The US recorded music business grew 15% in the first half of 2017 to $46 billion – primarily due to streaming, with 30.4 million American subscribers to U.S. based services by the end of June. Wholesale revenues – what labels get after retail takes its cut – grew 14.6% to $2.7 billion. Much to the delight of record labels, the main push in streaming came from paid subscription, which this year hit $1.49 billion in the first half of 2017. Record companies have been pushing streaming services to drop their free tiers so they and artists get paid more, often threatening to restrict major releases if they don’t get their way. Digital downloads continued their decline, down 23.8% to $757million – compared to $993.5m in the first half of 2016. CD albums also dropped but their decline slowed down to 2.9% ($430.6 million), vinyl was up 3.2% to $181.7 million retail sales.
New Mushroom label Bloodlines made Jet singer Nic Cester its first signing. His debut solo album Sugar Rush comes first week of November. Cester, who’s been living in Italy, recorded with Italian band Calibro. He’ll do a one-off at Memo Music Hall on Thursday November 2 with an all-Italian band, the Milano Elettrica.

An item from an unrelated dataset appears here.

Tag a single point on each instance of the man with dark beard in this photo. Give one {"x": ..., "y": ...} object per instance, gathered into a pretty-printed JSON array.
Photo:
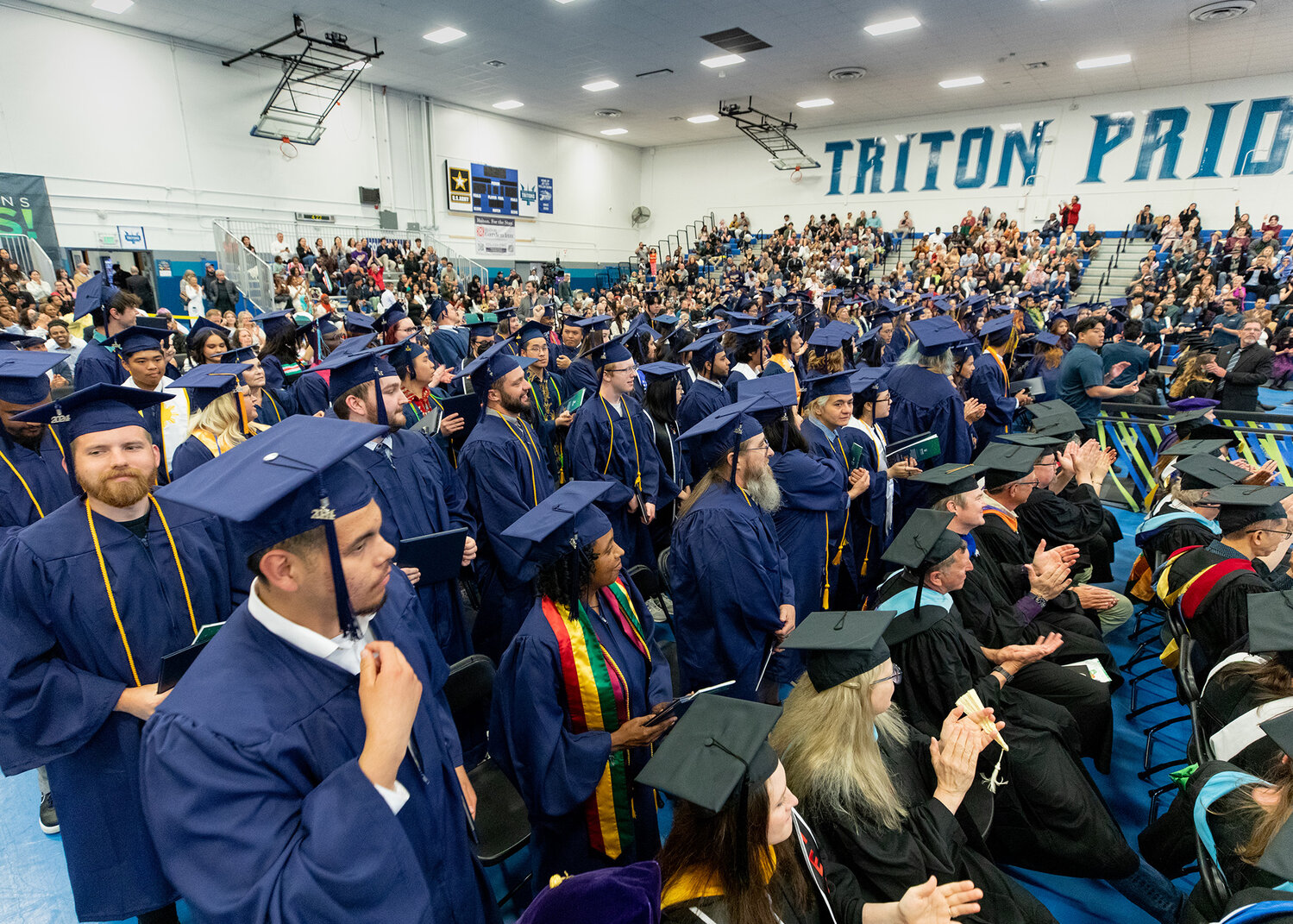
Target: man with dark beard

Younger readers might not be aware that Jet signed their EMI deal on a car bonnet at a legendary Beat Christmas party – and went on to sell six million records.
The late producer and sound engineer Tony Cohen will be inducted into The Age Music Victoria Hall Of Fame for his contribution in shaping the sound of Melbourne through his work with Nick Cave, Paul Kelly, Hunters and Collectors and The Models. The awards are on Wednesday November 22 at 170 Russell. For more info on the awards and afterparty, see their website.
The Australian Financial Review reported that the Asian investment company has put Aussie ticketing and live events promoter TEG for sale. It bought it for $640 million, bought new assets including promoter Paul Dainty’s company, and is now looking for bids of $one billion.
The songwriters behind 3LW’s Playas Gon’ Play are asking a Californian judge to decide if their lyric “Playas, they gonna play / And haters, they gonna hate,” was infringed ten years later by Taylor Swift on Shake It Off with “The players gonna play, play, play, play, play and the haters gonna hate, hate, hate, hate, hate” line. Swift’s people called the lawsuit “ridiculous and a money grab.”